Now let's look at all are the possible solutions:

Connection Pool

So the number of connections that your process is creating is dependent on how many connections you have configured in your application to create.

So on careful analysis, we can use the response time and the number of ports that we can use (i.e. 28k) to identify what is the maximum number of threads we can configure.

For example, if your outbound connection response time is around 200ms, you can, at most, have 93 threads. Based on the calculation, one thread will use 5 ports in a second, in 60 seconds around 300 socket ports, and 28k/300 would be around 93 threads.

So if your application can sustain with this thread calculation you can use this number and Yay! Problem Solved.

Additional hosts to serve request

Having a number for the threads from the above calculation, some more hosts could be added so as to sustain the load. But that could incur more cost and also if your application is not so CPU intensive you will end up wasting CPU and memory capacity of the host as you are probably not using each hosts to its fullest.

TCP Kernel Parameters

Now let’s discuss how can it be solved by changing some Kernel parameters that affect TCP connections. These options discussed below are used by the Kernel to create/maintain TCP connections.

First, let’s look at the port range in the Port Range Exhaustion Problem.

We already saw that the default number of ports is quite low at around 28k, so we can try and increase that to max of 64k, as kernel only reserves 1024 ports for select services, the rest can be made use of.

echo 1024 65535 > /proc/sys/net/ipv4/ip_local_port_range

Though this doesn’t serve as a fool-proof solution it just increased the limit from 28k to 64k but it will nonetheless provide us with some breathing space.

Does this mean I can only get about 64k concurrent connections from a single client machine? The answer is NO.

In this scenario, both client process are connecting to 2 different server/proxies so we should be able to create a max of 120k connections.

To understand how we can get 120k connections, we need to see the 4 tuple (client IP, client Port, server IP, server Port) that forms the connections, if any of them change we have new connections. Now how this works is the same port being used by two client processes? This is resolved using file descriptors, every connection basically creates a file descriptor, and the number that limits no. of connections will be the max file descriptor configured.
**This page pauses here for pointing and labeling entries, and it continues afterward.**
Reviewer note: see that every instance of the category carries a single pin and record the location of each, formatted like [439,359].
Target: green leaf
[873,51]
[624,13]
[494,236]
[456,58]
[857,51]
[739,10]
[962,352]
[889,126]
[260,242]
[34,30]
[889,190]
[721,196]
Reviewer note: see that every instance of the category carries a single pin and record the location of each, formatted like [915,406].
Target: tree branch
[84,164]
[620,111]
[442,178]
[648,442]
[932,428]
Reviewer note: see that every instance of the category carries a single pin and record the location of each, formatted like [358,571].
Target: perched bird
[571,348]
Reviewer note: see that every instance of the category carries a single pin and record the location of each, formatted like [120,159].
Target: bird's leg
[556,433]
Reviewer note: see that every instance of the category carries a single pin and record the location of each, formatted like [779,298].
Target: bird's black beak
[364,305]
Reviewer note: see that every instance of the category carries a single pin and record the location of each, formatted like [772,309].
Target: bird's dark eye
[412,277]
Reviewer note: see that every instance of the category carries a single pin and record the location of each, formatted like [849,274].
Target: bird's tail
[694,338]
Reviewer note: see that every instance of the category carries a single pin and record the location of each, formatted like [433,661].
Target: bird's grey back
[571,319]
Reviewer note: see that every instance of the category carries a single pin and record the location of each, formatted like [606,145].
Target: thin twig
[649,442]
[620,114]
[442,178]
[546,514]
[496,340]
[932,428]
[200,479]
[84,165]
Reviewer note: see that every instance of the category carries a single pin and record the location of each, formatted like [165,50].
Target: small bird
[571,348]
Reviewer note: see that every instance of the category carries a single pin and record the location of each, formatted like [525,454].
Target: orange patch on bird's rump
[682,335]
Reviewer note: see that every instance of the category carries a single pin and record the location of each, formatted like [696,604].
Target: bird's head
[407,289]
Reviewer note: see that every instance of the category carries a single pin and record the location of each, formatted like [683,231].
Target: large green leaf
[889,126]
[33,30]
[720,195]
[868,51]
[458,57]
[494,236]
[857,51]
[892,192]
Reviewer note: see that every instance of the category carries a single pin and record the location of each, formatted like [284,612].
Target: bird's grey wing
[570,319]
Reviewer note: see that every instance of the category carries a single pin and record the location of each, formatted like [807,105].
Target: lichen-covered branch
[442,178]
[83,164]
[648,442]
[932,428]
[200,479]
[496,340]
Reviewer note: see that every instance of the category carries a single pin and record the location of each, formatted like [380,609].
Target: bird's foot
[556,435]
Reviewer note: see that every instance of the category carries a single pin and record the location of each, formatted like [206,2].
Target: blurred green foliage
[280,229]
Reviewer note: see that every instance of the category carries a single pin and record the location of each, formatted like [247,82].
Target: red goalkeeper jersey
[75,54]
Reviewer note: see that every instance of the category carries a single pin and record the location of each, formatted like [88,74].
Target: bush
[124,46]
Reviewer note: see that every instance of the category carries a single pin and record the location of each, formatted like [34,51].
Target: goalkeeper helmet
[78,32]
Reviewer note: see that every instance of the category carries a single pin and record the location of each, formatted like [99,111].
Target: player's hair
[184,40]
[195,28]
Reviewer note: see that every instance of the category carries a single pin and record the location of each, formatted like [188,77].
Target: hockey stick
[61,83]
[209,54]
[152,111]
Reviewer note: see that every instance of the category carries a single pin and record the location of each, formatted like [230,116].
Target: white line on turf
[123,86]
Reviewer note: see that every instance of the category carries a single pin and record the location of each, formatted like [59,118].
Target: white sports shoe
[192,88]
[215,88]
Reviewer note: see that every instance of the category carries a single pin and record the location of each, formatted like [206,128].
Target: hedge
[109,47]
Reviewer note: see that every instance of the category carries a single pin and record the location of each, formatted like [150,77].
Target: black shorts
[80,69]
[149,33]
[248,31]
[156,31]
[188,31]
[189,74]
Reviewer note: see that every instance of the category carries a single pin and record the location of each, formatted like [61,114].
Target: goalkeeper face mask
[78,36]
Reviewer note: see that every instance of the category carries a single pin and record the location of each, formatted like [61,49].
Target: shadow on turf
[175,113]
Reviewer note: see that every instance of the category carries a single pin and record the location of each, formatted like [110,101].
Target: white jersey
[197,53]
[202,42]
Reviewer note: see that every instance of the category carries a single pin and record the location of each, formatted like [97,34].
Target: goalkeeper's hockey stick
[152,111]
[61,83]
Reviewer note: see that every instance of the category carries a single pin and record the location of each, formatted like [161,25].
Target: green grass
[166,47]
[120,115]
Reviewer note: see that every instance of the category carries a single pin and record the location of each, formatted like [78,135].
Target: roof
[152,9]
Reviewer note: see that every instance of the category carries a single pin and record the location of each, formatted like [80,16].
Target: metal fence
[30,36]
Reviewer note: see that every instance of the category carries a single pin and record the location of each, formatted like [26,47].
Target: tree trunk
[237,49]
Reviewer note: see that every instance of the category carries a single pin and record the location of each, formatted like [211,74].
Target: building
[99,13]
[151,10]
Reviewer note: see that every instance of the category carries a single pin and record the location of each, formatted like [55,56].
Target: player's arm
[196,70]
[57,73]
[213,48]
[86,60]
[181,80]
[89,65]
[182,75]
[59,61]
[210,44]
Second, let’s look at if we can reduce the TIME_WAIT time

As we saw earlier, the connection once it is complete, stays in time_wait for the delayed packets for 60s by default. If we can somehow reduce this, that could solve a few problems for us.
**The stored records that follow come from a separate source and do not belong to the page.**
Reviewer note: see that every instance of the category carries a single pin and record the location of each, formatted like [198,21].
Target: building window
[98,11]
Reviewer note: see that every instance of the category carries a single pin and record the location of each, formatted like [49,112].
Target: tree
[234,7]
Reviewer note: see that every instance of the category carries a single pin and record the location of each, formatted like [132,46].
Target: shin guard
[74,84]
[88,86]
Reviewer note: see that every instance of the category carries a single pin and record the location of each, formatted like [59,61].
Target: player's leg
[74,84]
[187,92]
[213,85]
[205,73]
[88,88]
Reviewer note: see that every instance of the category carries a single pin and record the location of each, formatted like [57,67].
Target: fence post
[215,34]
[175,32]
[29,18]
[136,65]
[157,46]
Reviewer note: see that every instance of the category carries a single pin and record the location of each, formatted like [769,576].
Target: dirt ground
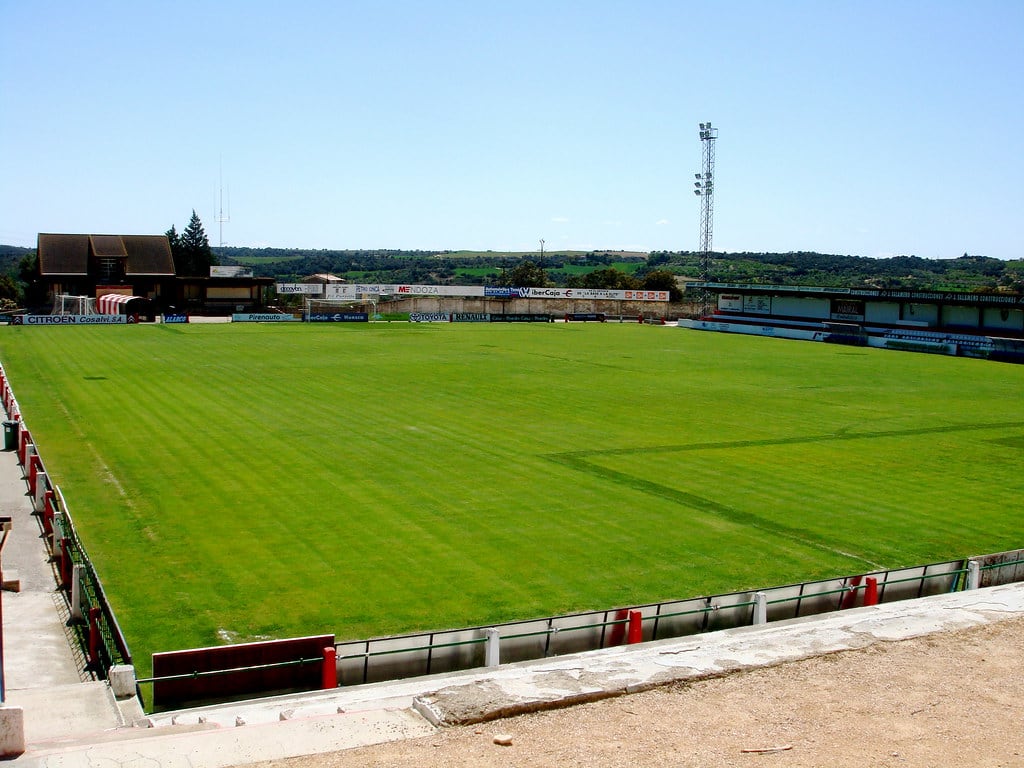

For e.g.: If we have a p99 of below 10ms it doesn’t make sense to wait for the packets to get delivered for 60s. So, in such case I would consider reducing this.

echo 15 > /proc/sys/net/ipv4/tcp_fin_timeout
or 
--> vim /etc/sysctl.conf
--> add the following line at the end of the file
net.ipv4.tcp_fin_timeout = 15
--> Reload the sysctl.conf 
sysctl -p

With a command similar to above the port will wait only for 15s in the TIME_WAIT state.
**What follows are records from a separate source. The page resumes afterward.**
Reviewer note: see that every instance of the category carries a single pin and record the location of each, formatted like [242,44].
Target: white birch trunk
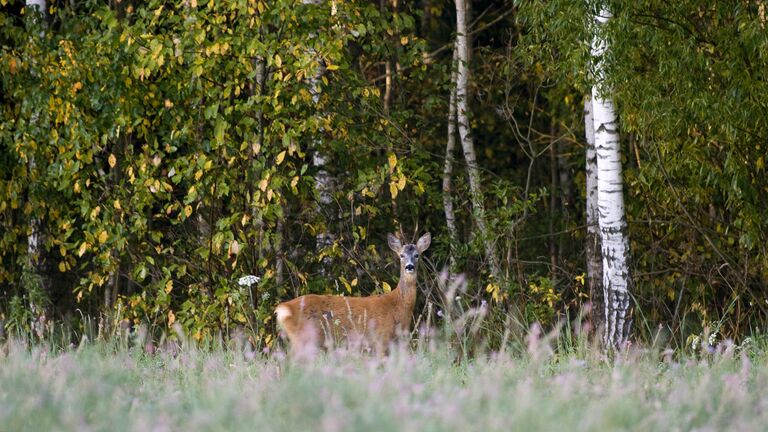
[610,201]
[324,181]
[593,250]
[450,216]
[35,237]
[462,84]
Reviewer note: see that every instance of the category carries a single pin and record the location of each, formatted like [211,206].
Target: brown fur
[315,320]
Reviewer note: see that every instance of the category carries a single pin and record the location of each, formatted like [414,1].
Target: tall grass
[111,386]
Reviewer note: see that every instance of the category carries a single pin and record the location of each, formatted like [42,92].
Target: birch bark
[593,252]
[610,200]
[324,181]
[450,216]
[35,239]
[462,85]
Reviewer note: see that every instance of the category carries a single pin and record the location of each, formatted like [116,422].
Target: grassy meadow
[116,387]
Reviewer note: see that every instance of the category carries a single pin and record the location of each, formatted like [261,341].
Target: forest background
[152,153]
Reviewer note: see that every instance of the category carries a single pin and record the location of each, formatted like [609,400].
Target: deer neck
[406,287]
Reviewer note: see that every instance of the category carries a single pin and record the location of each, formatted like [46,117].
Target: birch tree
[467,143]
[610,199]
[593,252]
[450,216]
[324,181]
[35,239]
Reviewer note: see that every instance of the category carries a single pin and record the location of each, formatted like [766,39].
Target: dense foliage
[163,150]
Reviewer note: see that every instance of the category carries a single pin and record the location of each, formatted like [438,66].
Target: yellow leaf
[234,248]
[401,182]
[392,162]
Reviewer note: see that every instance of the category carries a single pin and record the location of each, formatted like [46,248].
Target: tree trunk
[476,193]
[610,200]
[553,210]
[450,217]
[592,249]
[35,239]
[324,181]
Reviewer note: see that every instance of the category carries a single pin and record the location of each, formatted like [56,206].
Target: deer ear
[394,243]
[424,242]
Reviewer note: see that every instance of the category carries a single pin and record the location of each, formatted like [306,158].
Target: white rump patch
[282,312]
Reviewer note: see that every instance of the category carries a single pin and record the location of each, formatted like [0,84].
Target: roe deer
[312,321]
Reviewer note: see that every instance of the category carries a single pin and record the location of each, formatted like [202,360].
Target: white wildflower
[248,280]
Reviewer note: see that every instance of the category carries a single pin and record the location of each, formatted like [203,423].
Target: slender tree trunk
[610,200]
[324,181]
[450,217]
[593,244]
[35,238]
[462,85]
[553,210]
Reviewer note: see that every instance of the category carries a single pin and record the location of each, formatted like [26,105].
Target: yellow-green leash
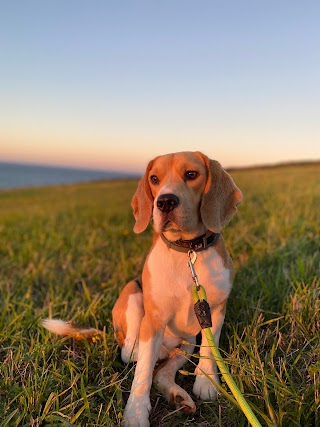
[202,311]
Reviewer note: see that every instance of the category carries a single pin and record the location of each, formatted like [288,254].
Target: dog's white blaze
[134,314]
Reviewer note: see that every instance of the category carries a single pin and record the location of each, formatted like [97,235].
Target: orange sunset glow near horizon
[107,86]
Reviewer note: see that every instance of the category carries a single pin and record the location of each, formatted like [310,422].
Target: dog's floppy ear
[220,197]
[142,202]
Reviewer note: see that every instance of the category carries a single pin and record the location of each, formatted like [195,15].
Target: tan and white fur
[158,321]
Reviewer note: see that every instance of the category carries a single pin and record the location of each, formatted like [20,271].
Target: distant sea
[14,175]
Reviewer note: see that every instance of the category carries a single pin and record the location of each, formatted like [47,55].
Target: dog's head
[186,194]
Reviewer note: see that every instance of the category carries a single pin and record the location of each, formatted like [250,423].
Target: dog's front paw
[204,389]
[136,413]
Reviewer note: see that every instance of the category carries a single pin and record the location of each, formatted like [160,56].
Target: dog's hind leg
[164,380]
[127,314]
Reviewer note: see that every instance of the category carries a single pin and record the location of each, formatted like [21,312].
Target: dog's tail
[68,329]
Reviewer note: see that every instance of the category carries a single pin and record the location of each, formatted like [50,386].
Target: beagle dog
[189,198]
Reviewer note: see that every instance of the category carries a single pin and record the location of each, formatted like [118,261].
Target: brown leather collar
[198,244]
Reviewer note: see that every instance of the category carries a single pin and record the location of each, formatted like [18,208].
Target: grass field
[66,251]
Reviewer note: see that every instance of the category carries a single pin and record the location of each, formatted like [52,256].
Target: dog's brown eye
[191,175]
[154,179]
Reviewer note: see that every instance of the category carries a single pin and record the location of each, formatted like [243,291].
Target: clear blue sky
[112,84]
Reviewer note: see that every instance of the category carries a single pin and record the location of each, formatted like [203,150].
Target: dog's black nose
[167,202]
Again this might not be a fool-proof solution but it will surely give us more room and scalability that can be achieved from each host.

Third, let’s look at if we can reuse the ports in TIME_WAIT state

Another simple solution is to enable a Linux TCP option called tcp_tw_reuse. This option enables the Linux kernel to reclaim a connection slot which is in TIME_WAIT state and reassign it to a new connection.

echo 15 > /proc/sys/net/ipv4/tcp_tw_reuse
or 
--> vim /etc/sysctl.conf
--> add the following line at the end of the file
net.ipv4.tcp_tw_reuse = 1
--> Reload the sysctl.conf 
sysctl -p

Other solution

We can have other solutions where we can make the server run on say 2 different ports wherein we can make double the number of connections.

Conclusion

Lastly, there is no single solution for such a problem but a combination of them that can let us achieve the kind of scale we want to.